Each dbtvault.yml contains 2 keys:

  • defaults: the default options for each model. These default options can be overwritten on a per-model basis
  • models: the specification for each model to be generated in the parent folder of the current file.

The defaults element has the following structure:

version: 2

dbtvault:
  defaults:
    use_prefix: true
    prefixes:
      table:
        stage: stg_
        hub: hub_
        link: lnk_
        t_link: t_lnk_
        sat: sat_
        eff_sat: eff_sat_
        ma_sat: ma_sat_
        xts: xts_
        pit: pit_
        bridge: bridge_
    custom_macros:
      stage: custom_staging_macro
    target_path: ""
  • use_prefix: indicates whether to prepend the designated string to each table name as the model generates. Defaults to false
  • prefixes: a mapping of prefixes to use per supported model type. Defaults are shown above, and are aligned with dbtvault's examples
  • custom_macros: sometimes the default dbtvault macros don't do exactly what you want and a custom macro needs to be substituted. For example, you may want to restrict your data to a small time range in the development environment. If specified, the custom macro will be substituted in for particular model structures. Defaults to {} (empty)
  • target_path: The location where files will be created. It is advised to not set this on the default settings, but can be overriden on the objects attribute per-model. Defaults to "" (empty).

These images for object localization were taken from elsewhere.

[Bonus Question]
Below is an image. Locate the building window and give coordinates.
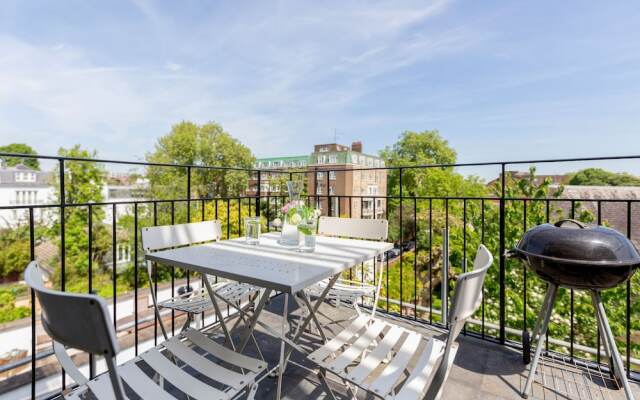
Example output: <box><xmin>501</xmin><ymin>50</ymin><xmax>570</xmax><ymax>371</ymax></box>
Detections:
<box><xmin>374</xmin><ymin>159</ymin><xmax>380</xmax><ymax>167</ymax></box>
<box><xmin>317</xmin><ymin>171</ymin><xmax>325</xmax><ymax>179</ymax></box>
<box><xmin>319</xmin><ymin>147</ymin><xmax>329</xmax><ymax>152</ymax></box>
<box><xmin>360</xmin><ymin>157</ymin><xmax>366</xmax><ymax>166</ymax></box>
<box><xmin>15</xmin><ymin>172</ymin><xmax>36</xmax><ymax>182</ymax></box>
<box><xmin>368</xmin><ymin>185</ymin><xmax>378</xmax><ymax>195</ymax></box>
<box><xmin>272</xmin><ymin>161</ymin><xmax>281</xmax><ymax>167</ymax></box>
<box><xmin>329</xmin><ymin>171</ymin><xmax>336</xmax><ymax>180</ymax></box>
<box><xmin>376</xmin><ymin>199</ymin><xmax>383</xmax><ymax>208</ymax></box>
<box><xmin>367</xmin><ymin>158</ymin><xmax>373</xmax><ymax>167</ymax></box>
<box><xmin>15</xmin><ymin>190</ymin><xmax>37</xmax><ymax>205</ymax></box>
<box><xmin>329</xmin><ymin>186</ymin><xmax>335</xmax><ymax>195</ymax></box>
<box><xmin>329</xmin><ymin>155</ymin><xmax>337</xmax><ymax>163</ymax></box>
<box><xmin>116</xmin><ymin>244</ymin><xmax>131</xmax><ymax>264</ymax></box>
<box><xmin>316</xmin><ymin>185</ymin><xmax>323</xmax><ymax>195</ymax></box>
<box><xmin>260</xmin><ymin>183</ymin><xmax>270</xmax><ymax>192</ymax></box>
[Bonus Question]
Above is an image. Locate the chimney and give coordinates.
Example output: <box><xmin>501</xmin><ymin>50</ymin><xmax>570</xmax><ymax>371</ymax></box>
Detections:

The models element is a list of model elements, each of whic has the following structure:

version: 2

dbtvault:
  models:
    - name: clients
      model_type: stage
      options:
        use_prefix: false
        target_path: "raw_vault/staging"
      dbtvault_arguments:
        include_source_columns: false
        source_model:
          main_db: clientData
        derived_columns:
          SOURCE: "!1"
          LOAD_DATETIME: "CRM_INGESTION_TIME"
        null_columns:
          LAST_TICKET_DATE: "lastTicketDate"
        hashed_columns:
          CLIENT_HASHKEY: "CLIENT_ID"
          CUSTOMER_NATION_HK:
            - "CUSTOMER_ID"
            - "NATION_ID"
        ranked_columns:
          one : "two"
  • name: specifies the base name of the generated model. If use_prefix = false, the generated file will have this name, otherwise it will have the appropriate prefix prepended depending on its type
  • model_type: the dbtvault-compliant model type. This field drives the yml schema validation, and so should throw errors if the overall model object is incorrectly specified.
  • options: this specifies the generation options for the model, and inherits values from the defaults. The choices are the same.
  • dbtvault_arguments: Implements the dbtvault macro API. Choices depend on the type of model implemented.

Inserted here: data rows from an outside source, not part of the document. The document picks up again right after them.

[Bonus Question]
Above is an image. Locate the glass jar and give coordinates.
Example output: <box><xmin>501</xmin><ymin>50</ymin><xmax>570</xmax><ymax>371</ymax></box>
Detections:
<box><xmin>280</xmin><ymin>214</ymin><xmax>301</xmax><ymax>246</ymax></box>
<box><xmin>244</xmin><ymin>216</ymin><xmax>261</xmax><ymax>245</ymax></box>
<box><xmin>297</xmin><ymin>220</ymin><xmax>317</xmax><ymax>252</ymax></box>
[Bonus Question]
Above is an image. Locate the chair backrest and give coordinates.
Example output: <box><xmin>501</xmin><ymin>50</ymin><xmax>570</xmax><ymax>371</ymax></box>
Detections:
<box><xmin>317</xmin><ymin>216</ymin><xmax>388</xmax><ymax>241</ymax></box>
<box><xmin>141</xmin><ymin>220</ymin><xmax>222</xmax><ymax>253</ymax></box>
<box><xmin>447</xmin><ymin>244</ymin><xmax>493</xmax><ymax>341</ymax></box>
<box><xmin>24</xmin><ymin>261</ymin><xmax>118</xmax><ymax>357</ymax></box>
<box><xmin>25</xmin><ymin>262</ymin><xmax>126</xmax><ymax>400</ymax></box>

You can also use !include relative/path/to/file.yml syntax to push config out to other files. This is handy in e.g. keeping all DBTVault config in separate ymls to avoid overloading a single .yml file, streamlining PRs and maintenance. All included files will still require the version KV-pair DBT looks for, but it will be removed from any included templates. Please note; to use this functionality you'll need to add dbtvault.yml to your .dbtignore file:

# .dbtignore
dbtvault.yml

DBT does not support the !include constructor pattern.

For further information on how to specify dbtvault models, please see the DBTVault macros documentation.